Calisthenics demonstrates a high proportion of strain/sprain injuries involving the lower limb and lumbar spine with causative movements described being extension-based movements and elevation work. Addressing overuse, preparation and environmental factors related to these movements is important for the consulting SEM practitioner and may reduce overall injury prevalence, classes missed, and health professional sessions. Organizational bodies should provide coaches and participants with training and resources to enable the implementation of evidence-based injury prevention strategies into practice across the season.


ACF, Australian Calisthenics Federation; CHERRIES, Checklist for Reporting Results of Internet E-Surveys; URL, Uniform Resource Locator; QR, Quick Response; SEM, Sports and Exercise Medicine.

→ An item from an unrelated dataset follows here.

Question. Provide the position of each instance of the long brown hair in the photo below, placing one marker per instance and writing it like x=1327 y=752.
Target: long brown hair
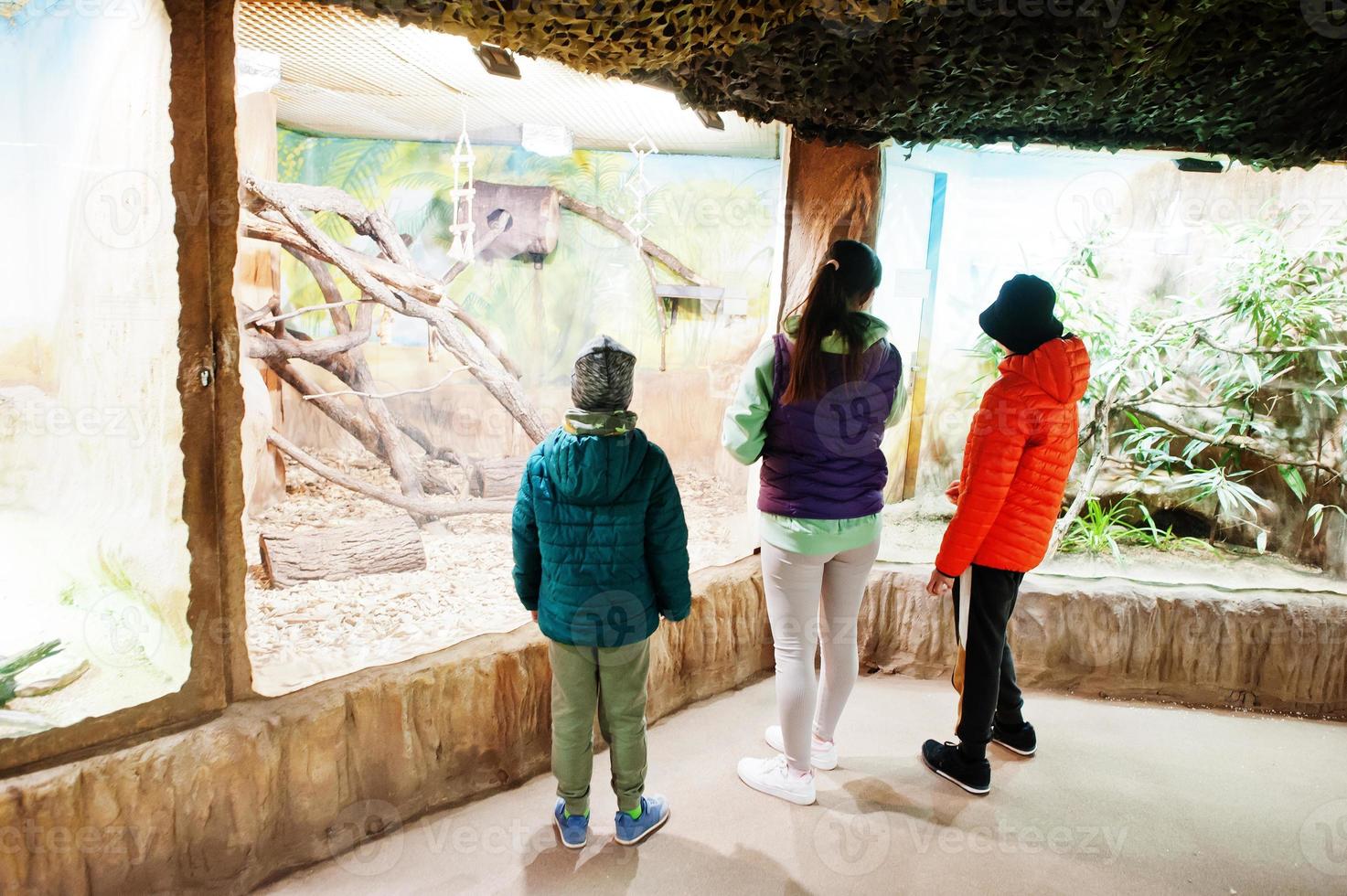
x=850 y=272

Ethics Approval and Informed Consent

Ethics approval was given via Monash University Human Research Ethics Committee, Victoria, Australia (Approval Number: 23859). All participants provided online informed consent via a check box, or where the participant was under 18, parents provided online informed consent and supported survey completion. This study was performed in accordance to the World Medical Association Declaration of Helsinki.

Consent for Publication

Authors confirm this manuscript and Supplementary Material has been reviewed and provide consent to publication of its contents. The authors confirm the person featured in Figure 3 provided informed consent for publication and reproduction of their image.


The authors wish to acknowledge support with data collection from The Australian Calisthenics Federation, Calisthenics Victoria Incorporated, Calisthenics Association of South Australia, Calisthenics Association of Western Australia, Northern Territory Calisthenics Association, Calisthenics Association of Queensland Incorporated, Calisthenics New South Wales and Calisthenics Australian Capital Territory.


The authors report no conflicts of interest in this work.